4:45 p.m. My wife and I decide to improve our view. I turn around and notice we are two of only a handful of people still sitting in the upper deck. We move down to the lowers, behind the dugout, and the game becomes exciting again. There’s something about the added element of the chance of catching a foul ball that makes any game exciting. I’ve never actually caught a live game ball before, so there is always that excited feeling. I did have one opportunity once. Blew it big time. Back in ’98 I believe, I was sitting on the foul side of the left field foul pole. Me and 3 buddies were stationed there, no one around us. It was a late August game with no fans in attendance. Boone hits a hooking rope that hooks foul, heading right for me. The ball hits me square in the hands, ricochets off behind me and my cousin wins the scramble for the ball. All I had to show for my efforts was a red, bruised hand!
5:55 p.m. The game is finally over and we begin our journey back to the car and head home.
6:05 p.m. We reach the car, turn on the ignition, and head home.

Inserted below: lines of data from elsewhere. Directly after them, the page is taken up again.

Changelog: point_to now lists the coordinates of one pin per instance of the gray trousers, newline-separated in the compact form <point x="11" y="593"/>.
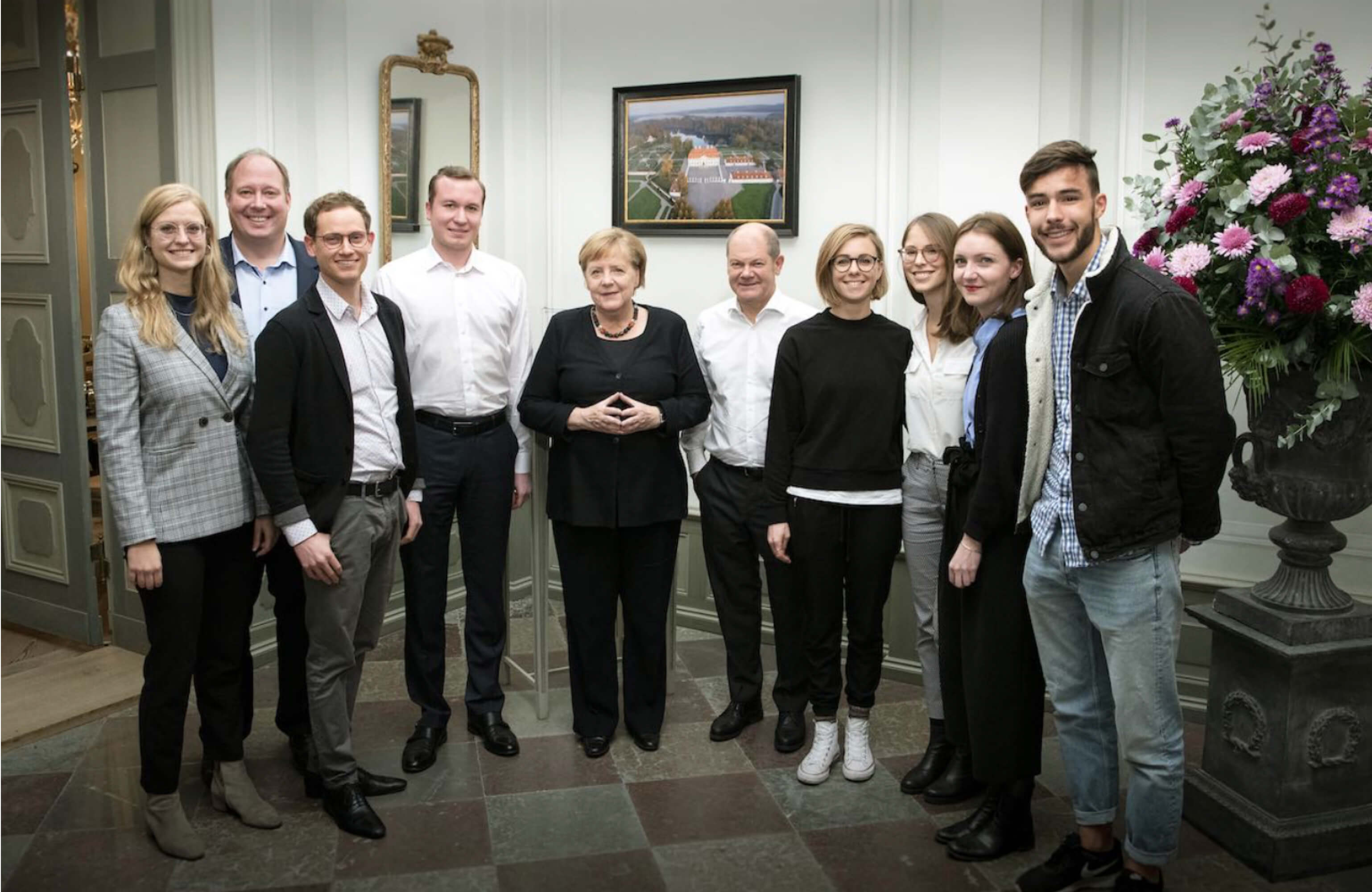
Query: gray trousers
<point x="345" y="621"/>
<point x="924" y="504"/>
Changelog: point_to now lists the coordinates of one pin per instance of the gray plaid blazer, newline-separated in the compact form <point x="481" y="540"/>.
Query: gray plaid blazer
<point x="174" y="458"/>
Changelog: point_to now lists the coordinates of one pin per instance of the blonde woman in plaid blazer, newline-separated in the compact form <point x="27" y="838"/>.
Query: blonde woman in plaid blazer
<point x="174" y="378"/>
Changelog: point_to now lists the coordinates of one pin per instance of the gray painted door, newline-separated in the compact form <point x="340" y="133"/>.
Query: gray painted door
<point x="131" y="150"/>
<point x="49" y="582"/>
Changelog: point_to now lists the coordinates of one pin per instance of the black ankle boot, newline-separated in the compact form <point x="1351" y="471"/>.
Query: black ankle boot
<point x="1010" y="828"/>
<point x="957" y="783"/>
<point x="973" y="822"/>
<point x="936" y="758"/>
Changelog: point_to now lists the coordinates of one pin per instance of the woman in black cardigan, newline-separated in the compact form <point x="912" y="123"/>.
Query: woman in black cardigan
<point x="614" y="385"/>
<point x="991" y="678"/>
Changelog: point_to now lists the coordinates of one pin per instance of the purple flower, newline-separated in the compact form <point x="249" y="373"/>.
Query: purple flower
<point x="1257" y="142"/>
<point x="1263" y="277"/>
<point x="1234" y="242"/>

6:06 p.m. My wife’s asleep!
Despite the outcome, Opening Day is still a great experience. Listening to WLW on the way home made me realize something. Does the outcome of the game on Opening Day really matter? Sure, it would have been nice to bring home the W. Winning games is always an added bonus. But on Opening Day, isn’t it more about the excitement of a fresh, new season getting started. Watching your team take the field for the first time. Telling your buddies that Adam Dunn and Scott Hatteberg are on pace to hit 162 homeruns this season (nothing compared to the 324 dinger pace Pujols is on). It’s just a great feeling. I look forward to this day every year, and have ever since I was at least 12 and actually got wrapped up in these things. And I will continue to get excited for the Opening Day, even if the Reds have 10 consecutive losing seasons with no hope in sight.